(1 week ago) · Ciprian Rarau · Technology · 11 min read
Cloud Billing Observability: How I Track Every Dollar Across Three Environments
Billing exports to BigQuery, budget alerts with smart deduplication, and Slack notifications - here's the four-step process I use to get full billing visibility across GCP projects and eliminate cost surprises.

The Moment I Realized I Was Flying Blind
I was managing infrastructure across three GCP projects for a startup - production, staging, and development. Every month I’d check the billing console, see a number, and move on. I had rough estimates in my head based on GCP pricing pages and the resources I’d provisioned.
Then one month the bill came in significantly higher than expected. I had no idea which project caused it, which service spiked, or when it started. I spent half a day clicking through the GCP billing console, switching between projects, trying to piece together what happened.
That was the last time billing surprised me.
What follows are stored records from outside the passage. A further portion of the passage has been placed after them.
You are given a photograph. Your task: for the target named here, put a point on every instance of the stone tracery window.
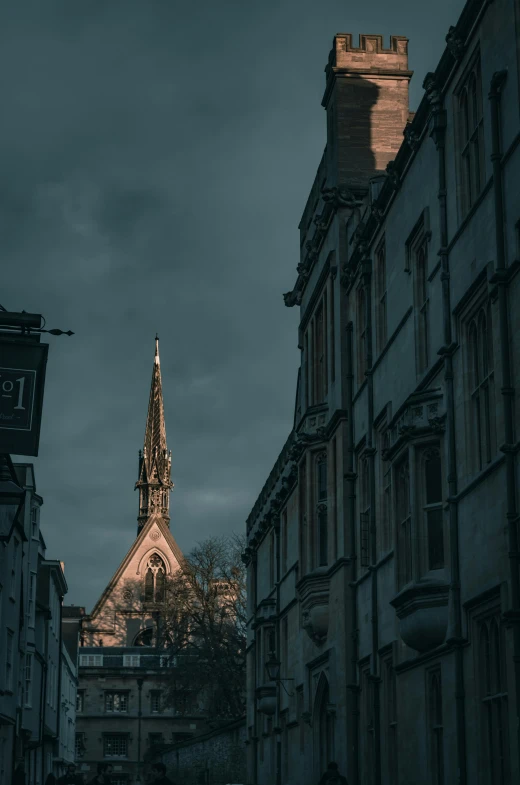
(154, 580)
(482, 385)
(321, 509)
(471, 138)
(493, 700)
I developed a four-step process that I now apply at every startup I work with:
- Export billing data to BigQuery
- Document what everything actually costs
- Optimize based on real data, not estimates
- Alert automatically when costs cross thresholds
The whole system runs on serverless infrastructure and costs virtually nothing. Here’s how each step works.
Step 1: Export Billing Data to BigQuery
The GCP billing console gives you charts and summaries. That’s useful for a quick glance, but useless for real analysis. You can’t JOIN billing data with anything, you can’t write custom aggregations, and you can’t automate cost reports.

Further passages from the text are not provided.